Recently, an explosion has occurred at the Philippines’ most active volcano, located in the province of Albay, sending a large plume of steam and ash into the sky. Authorities have heightened the alert level to four out of five, implying that a potentially deadly major eruption could be possible within days.
Mayon is also one of the tallest mountains in the country at 2,462m (8,077ft).
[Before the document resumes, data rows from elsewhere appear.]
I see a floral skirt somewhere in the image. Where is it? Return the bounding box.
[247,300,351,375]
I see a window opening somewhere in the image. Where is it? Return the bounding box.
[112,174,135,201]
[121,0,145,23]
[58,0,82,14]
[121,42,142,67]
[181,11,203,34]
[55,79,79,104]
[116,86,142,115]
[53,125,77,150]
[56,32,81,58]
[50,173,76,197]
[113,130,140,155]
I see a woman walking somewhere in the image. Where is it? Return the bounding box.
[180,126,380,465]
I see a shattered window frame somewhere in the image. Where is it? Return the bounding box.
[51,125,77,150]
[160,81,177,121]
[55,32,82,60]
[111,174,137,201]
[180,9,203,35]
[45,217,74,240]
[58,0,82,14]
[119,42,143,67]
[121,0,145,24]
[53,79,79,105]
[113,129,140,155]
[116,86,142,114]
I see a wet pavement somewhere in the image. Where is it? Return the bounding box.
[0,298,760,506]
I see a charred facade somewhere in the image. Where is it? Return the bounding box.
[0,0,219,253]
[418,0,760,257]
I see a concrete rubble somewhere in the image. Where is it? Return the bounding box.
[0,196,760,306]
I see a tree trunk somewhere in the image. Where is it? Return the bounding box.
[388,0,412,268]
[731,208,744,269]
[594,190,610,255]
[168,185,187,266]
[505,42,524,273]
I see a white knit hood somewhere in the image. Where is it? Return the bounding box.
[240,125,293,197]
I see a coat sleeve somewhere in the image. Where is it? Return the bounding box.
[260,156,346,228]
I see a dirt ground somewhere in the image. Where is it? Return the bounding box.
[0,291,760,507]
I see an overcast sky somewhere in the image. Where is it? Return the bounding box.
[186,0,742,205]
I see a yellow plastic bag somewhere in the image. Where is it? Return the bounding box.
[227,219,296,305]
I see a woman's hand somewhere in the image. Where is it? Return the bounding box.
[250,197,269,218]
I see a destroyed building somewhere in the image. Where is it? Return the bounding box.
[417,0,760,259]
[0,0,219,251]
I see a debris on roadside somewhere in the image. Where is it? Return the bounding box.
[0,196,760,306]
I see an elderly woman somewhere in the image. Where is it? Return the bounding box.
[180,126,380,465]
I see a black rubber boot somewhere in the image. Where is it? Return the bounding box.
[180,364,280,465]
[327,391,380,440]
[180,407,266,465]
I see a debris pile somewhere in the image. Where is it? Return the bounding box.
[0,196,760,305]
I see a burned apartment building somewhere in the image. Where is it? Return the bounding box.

It had been issuing pyroclastic material and lava since the volcano began showing activity on the 13th of January.
Nearly 40,000 residents who live nearby have been forced into evacuation in the central province of Albay, and authorities in the Philippine have closed schools and advised people to stay indoors where possible.
The Philippine Institute of Volcanology and Seismology (Phivolcs) heightened its alert on Mayon to level 4, implying that a hazardous eruption is possible, from level 3, which warns that such an eruption could likely be “weeks or even days” away.
In a news conference, Renato Solidum, the agency chief, stated: “We strongly advise all people, both residents and tourists, to avoid the danger zone, and airlines to avoid flying near the volcano summit.”
He added that the danger zone nearby the volcano had been extended to a radius of 8 km (5 miles).
Solidum said that from Sunday night, the agency had registered increased seismic activity and “lava fountaining and a summit explosion,” indicating that more explosions could be possible, which includes a hazardous eruption.
A level 5 alert implies that a hazardous eruption is underway.
The province of Albay has already run out of emergency funds, and more people would be evacuated once financial help from the government arrived, said Al Francis Bichara, the provincial governor of Albay.
Bichara ordered that schools should suspend classes, amid warnings of ash fall following the explosion at the volcano.
Solidum informed CNN Philippines: “In some areas…it’s already zero visibility, especially along the foot of the volcano,” adding that strong winds could send ash to distant towns.
“(People) have to stay home, and if they intend to get out of their houses, they have to wear masks,” Bichara said.